I wrote a little program that given some number it generates a list of different combinations (represented by a ubyte array), so in the end my function with name GenerateCombinations(int x) returns a ubyte[][] (list of arrays of ubytes).

Now the problem is, the quantity of combinations generated are pow(2, `x`), thus, giving 20 it returns me a list of 1_048_576 arrays of ubyte, every array has length of `x` so, in the end this function allocates (seeing the Windows Task Manager) 42 MB of data after input `20` the first time.

When the list is ready it prints the quantity of combinations given (combinations.length), after that I added a foreach(ubyte[] a; combinations) calling destroy to every array and then destroy(combinations), and before to re-input a new number to generate a new combination list I call GC.Collect() and GC.minimize().

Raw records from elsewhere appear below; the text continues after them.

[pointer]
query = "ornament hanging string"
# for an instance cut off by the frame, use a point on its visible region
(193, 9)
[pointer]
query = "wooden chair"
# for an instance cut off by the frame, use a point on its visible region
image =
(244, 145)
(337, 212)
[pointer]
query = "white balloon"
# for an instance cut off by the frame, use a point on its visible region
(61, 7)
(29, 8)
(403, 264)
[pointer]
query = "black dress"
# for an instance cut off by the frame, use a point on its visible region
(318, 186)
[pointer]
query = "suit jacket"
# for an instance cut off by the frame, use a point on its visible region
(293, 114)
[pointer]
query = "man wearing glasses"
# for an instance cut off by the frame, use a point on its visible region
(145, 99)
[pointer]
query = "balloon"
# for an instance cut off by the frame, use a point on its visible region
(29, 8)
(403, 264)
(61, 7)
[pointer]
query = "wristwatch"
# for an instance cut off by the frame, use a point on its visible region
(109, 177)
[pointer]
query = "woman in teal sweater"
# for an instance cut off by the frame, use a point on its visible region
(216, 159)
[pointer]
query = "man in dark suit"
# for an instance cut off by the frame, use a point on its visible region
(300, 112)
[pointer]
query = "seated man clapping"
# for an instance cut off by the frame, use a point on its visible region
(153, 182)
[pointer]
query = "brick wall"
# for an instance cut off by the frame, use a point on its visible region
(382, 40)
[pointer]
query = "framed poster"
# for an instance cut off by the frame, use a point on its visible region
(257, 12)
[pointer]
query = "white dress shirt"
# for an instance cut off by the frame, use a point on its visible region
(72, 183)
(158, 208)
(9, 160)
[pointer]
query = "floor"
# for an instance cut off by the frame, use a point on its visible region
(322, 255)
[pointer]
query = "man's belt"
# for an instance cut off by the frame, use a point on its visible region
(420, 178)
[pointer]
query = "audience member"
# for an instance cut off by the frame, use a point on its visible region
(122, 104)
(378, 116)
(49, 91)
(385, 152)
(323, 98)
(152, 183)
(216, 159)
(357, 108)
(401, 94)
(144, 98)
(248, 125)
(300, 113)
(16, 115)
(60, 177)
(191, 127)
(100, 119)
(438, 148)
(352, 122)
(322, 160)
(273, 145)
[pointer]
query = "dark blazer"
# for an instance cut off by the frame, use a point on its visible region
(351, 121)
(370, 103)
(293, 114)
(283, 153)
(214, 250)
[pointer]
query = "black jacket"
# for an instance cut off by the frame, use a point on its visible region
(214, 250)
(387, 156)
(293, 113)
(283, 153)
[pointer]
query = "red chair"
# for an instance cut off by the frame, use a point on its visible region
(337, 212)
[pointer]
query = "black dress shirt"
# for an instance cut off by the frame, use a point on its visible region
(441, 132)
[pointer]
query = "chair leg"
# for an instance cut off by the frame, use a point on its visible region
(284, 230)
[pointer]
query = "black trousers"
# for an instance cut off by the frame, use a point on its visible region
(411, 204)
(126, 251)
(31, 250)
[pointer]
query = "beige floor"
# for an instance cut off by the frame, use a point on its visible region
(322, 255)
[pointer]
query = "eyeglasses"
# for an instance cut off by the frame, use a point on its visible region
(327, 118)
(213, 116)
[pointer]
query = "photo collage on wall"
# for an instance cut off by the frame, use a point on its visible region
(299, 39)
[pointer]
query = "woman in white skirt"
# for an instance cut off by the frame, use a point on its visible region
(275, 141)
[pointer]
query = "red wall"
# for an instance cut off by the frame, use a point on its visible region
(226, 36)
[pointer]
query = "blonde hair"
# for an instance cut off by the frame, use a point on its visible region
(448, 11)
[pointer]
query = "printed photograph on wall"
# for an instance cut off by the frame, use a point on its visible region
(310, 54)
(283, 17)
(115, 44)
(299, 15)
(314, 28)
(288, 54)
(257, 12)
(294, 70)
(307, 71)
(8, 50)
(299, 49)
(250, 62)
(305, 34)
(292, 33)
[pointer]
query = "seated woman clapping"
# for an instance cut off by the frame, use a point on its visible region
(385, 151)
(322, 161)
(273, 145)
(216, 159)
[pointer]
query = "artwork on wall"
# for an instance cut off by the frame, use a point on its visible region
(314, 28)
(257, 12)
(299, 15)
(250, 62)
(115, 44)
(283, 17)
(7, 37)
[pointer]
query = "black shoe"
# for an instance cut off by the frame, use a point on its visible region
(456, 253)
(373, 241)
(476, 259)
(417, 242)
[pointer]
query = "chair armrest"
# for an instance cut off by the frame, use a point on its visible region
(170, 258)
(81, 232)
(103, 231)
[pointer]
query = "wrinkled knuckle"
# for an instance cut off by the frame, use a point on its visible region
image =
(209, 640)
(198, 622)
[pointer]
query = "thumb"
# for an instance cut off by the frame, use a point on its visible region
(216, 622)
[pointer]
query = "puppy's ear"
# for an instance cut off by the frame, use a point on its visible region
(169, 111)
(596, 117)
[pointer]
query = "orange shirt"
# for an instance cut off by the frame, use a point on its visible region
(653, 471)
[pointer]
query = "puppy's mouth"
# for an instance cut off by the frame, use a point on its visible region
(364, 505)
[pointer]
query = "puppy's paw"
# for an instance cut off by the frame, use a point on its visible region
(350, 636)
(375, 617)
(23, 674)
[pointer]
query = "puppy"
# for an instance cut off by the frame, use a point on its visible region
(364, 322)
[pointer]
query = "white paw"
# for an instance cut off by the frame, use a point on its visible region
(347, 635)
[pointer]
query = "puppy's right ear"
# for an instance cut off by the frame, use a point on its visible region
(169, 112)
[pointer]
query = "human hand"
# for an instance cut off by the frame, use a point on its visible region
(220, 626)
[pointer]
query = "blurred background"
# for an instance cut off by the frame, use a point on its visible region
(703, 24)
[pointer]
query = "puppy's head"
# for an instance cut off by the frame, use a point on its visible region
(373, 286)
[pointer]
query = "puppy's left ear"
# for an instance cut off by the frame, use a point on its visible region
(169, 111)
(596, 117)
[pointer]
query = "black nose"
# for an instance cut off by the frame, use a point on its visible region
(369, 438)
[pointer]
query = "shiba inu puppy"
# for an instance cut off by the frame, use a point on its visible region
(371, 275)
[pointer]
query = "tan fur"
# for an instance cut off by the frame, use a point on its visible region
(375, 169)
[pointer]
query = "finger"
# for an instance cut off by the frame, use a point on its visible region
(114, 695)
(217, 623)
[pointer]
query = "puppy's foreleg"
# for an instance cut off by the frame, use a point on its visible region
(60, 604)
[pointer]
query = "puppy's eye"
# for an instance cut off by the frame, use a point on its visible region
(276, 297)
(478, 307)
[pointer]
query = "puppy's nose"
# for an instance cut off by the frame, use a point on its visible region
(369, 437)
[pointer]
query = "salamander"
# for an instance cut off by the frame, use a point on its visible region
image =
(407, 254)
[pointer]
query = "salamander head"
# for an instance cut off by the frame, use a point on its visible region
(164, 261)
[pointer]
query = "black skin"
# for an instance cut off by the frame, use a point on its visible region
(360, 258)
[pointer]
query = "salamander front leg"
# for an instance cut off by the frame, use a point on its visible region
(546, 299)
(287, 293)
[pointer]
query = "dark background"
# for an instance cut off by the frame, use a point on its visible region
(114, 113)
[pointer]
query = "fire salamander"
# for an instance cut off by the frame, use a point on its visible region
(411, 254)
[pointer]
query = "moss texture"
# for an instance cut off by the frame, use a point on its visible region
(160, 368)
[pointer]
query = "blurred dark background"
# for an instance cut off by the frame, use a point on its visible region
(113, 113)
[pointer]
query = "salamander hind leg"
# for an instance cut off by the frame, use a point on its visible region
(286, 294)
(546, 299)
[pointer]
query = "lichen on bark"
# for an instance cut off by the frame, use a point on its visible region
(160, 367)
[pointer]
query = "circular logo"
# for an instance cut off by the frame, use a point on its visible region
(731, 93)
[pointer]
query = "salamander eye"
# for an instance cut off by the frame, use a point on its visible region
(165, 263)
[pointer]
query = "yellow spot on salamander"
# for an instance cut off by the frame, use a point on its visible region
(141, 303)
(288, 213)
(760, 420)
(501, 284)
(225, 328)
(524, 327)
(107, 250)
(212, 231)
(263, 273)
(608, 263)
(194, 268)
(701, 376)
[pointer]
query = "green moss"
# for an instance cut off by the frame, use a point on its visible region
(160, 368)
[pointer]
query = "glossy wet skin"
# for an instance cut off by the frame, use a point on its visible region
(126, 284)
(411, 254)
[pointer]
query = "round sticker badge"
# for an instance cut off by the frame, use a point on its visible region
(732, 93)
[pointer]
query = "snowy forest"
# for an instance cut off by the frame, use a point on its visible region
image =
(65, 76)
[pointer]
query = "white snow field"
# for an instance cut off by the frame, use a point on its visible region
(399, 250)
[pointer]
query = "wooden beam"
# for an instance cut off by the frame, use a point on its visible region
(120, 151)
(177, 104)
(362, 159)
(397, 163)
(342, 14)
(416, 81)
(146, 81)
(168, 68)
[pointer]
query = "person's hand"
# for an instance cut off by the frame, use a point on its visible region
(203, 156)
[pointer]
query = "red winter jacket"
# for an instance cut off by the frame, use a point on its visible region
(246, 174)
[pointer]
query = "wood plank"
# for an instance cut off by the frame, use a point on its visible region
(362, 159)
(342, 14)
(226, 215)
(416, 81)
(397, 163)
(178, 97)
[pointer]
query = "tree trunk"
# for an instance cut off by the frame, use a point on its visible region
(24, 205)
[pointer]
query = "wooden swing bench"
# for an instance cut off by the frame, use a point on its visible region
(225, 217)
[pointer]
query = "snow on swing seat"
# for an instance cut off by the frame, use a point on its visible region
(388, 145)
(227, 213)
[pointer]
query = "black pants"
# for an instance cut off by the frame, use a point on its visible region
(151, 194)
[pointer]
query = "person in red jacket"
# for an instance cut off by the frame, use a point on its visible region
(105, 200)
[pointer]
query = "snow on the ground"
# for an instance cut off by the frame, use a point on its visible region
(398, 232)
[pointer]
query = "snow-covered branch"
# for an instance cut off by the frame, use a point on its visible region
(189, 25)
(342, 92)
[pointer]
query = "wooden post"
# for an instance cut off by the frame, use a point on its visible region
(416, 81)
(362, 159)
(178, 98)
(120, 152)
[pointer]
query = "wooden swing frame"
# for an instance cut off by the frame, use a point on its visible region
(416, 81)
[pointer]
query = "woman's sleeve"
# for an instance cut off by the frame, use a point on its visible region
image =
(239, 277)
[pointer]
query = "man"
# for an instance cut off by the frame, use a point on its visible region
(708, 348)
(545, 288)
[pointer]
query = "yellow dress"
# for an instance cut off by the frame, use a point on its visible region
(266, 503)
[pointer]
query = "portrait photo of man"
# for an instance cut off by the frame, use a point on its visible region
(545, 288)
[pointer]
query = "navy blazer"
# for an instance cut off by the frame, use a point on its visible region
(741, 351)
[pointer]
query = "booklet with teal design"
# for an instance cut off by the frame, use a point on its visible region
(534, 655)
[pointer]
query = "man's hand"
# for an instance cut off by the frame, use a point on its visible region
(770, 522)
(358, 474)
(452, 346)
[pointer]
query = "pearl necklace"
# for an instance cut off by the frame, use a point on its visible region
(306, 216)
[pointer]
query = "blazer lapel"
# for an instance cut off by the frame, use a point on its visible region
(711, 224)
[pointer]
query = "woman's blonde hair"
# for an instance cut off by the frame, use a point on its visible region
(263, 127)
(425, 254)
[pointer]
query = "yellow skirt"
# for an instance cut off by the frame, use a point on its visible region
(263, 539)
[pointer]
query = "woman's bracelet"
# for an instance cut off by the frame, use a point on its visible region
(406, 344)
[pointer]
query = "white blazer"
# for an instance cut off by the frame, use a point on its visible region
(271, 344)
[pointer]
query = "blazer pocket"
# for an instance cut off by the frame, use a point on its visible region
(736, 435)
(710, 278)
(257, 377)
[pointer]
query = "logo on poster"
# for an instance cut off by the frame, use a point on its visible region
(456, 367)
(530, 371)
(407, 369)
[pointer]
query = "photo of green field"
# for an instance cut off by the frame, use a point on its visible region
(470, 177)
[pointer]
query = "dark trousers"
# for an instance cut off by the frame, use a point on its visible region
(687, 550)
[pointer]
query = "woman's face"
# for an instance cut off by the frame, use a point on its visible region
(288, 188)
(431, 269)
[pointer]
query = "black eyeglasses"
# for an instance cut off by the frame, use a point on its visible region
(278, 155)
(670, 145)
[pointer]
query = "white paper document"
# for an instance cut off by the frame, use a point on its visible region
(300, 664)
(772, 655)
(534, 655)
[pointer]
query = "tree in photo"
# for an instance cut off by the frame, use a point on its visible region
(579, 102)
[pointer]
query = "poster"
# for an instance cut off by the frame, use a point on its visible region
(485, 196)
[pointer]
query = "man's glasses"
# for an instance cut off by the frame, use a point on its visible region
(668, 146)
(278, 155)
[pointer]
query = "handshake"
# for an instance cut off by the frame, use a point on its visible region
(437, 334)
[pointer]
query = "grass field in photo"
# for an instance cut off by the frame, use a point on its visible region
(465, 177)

My question is if I'm doing good calling destroy to those arrays, because I don't see any change in the quantity of memory the program is using: In the start it uses 1496 KB, after input `20` it now have 43000 KB (approx.) and if I input again 20 then it sums up to 90000 KB.

In the end I don't see some kind of real memory free. I'm doing something wrong?
That's the reason I'm asking for your advice.

PD: All arrays are constructed with the `new` expression.
PD2: Don't ask me why I don't better do an `int count` instead of constructing arrays, this little program is going to be part of a more huge application and I need the combination list.